Fabiola Torres-Alzaga’s “Las desinvitadas” (The Uninvited), loosely inspired by the eponymous 1944 American horror film about a haunted house, explores the political implications of rendering something, if not invisible, then out of sight. The nod to cinema is made evident thanks to the darkened gallery where two sculptures—wooden fragments of a wall and a window, each held by a metal structure, suggesting they were sectioned from a larger set design—are dramatically framed by film lights. Naturalistic drawings, carefully traced in graphite and achieving an outstanding chiaroscuro, hang next to each sculpture. One, Fragmentos de la cuarta pared (rama) (Fragments of the Fourth Wall [Branch]), 2024, illustrates a leafy bough held by a metallic arm; the other, Fragmentos de la cuarta pared (cortina) (Fragments of the Fourth Wall [Curtain]), 2024, faithfully depicts a draped curtain hanging from another metallic structure.
Those works are immersed in the eerie soundtrack that emanates from Las desinvitadas, 2023, a looped digital film that is the exhibition’s centerpiece. Nestled at the back of the exhibition room, in a small video gallery separated from the sculptures by a diagonally placed sheet of drywall (an oblique reference, perhaps, to the “Dutch angles” in German Expressionism and film noir, which skew the camera for diagonal shoots to engender an anxious feeling), it shows the interiors of a house photographed in stark black and white and decorated with silhouette-patterned wallpaper, old-fashioned furniture, sconces, and ornate picture frames. A tracking shot takes us from the space outside the fantasy world of movies—where the cinematographic artifice is revealed by the apparition of cameras, lights, rails, and other equipment—into the deceivingly natural realm of the house. We see no one inside it; doors open, leading onto more doors, revealing a space devoid of inhabitants.
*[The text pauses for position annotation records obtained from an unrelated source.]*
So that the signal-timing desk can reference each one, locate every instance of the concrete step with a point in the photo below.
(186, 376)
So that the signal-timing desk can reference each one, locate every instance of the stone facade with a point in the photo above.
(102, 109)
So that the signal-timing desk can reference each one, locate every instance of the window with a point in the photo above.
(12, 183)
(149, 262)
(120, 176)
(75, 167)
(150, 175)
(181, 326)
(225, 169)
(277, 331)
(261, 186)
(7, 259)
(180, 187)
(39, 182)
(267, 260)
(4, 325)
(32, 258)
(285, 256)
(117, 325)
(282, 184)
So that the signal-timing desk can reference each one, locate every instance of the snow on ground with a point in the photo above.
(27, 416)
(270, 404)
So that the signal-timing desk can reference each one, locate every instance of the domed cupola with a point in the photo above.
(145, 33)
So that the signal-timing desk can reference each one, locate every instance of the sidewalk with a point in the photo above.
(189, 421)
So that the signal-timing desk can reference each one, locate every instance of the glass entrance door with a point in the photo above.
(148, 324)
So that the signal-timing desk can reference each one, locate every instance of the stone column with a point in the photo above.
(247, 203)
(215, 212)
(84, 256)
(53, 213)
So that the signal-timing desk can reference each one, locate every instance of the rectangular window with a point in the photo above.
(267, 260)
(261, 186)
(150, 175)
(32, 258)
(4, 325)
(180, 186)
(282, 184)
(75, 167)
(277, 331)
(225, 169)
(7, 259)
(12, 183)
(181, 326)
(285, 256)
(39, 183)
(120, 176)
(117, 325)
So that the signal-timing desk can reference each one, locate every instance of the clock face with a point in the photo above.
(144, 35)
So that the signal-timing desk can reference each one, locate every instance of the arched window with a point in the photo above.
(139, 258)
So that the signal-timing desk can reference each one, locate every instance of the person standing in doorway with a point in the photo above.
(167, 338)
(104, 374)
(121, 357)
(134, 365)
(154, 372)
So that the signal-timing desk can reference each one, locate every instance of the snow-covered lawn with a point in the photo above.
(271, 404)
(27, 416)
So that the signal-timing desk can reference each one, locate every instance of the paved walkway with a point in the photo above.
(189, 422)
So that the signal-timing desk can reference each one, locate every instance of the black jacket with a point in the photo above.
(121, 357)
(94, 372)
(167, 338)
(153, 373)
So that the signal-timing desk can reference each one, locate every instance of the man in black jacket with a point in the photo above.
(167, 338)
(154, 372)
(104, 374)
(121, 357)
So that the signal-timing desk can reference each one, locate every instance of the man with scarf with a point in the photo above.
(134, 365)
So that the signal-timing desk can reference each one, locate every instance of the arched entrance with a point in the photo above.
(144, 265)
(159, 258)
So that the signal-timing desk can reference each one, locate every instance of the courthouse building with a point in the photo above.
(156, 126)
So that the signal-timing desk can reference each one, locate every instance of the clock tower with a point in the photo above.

In “Las desinvitadas,” Torres-Alzaga skillfully deploys her craft as an illusion maker. However, she is less interested in film’s cunning deceptions than in the film industry’s ability to dictate social norms by keeping dissidence—chiefly sexual and gender identities that fail to conform to conservative values—out of frame. The exhibition ponders the pervading impact of the Hays Code (the Motion Picture Production Code), which from 1934 on regulated the representation of sex, crime, costume, and religion, among other things, in Hollywood films. The Hays Code is directly responsible, for instance, for Betty Boop’s transformation from a confidently sexualized flapper to a conservative housewife. Overall, it helped stymie women’s emancipation by promoting patriarchal, heteronormative mores.
The slow pace of the camera, surveying the set with a clinical eye, grants viewers time to wonder about everything outside its machinic field of vision. Horror and noir films rely heavily on out-of-frame strategies: Fear and suspense are induced by the sense of a presence that remains unseen. In Torres-Alzaga’s exhibition, the cinematic frame thus is envisioned as a curtain—a recurring trope in her oeuvre—that conceals certain interactions and delicately places a veil over specific relationships (mainly queer ones), pushing them to the suggested narrative fringes or limiting their existence to mere innuendo.
While these dynamics were certainly present in the cinema of the 1940s and ’50s, they still linger today. Have las desinvitadas—all these uninvited female characters (for in the Spanish title, these undesirables are gendered female) and others who failed to adhere to the socially accepted behavior—turned into ghosts? In the penumbra of the gallery, I read a wall text saying, “If the shot frames a reality, the use of the offscreen invites spectators to imagine other possibilities.” Hopefully, this proposal will help las desinvitadas turn from specters to actual corporeal beings.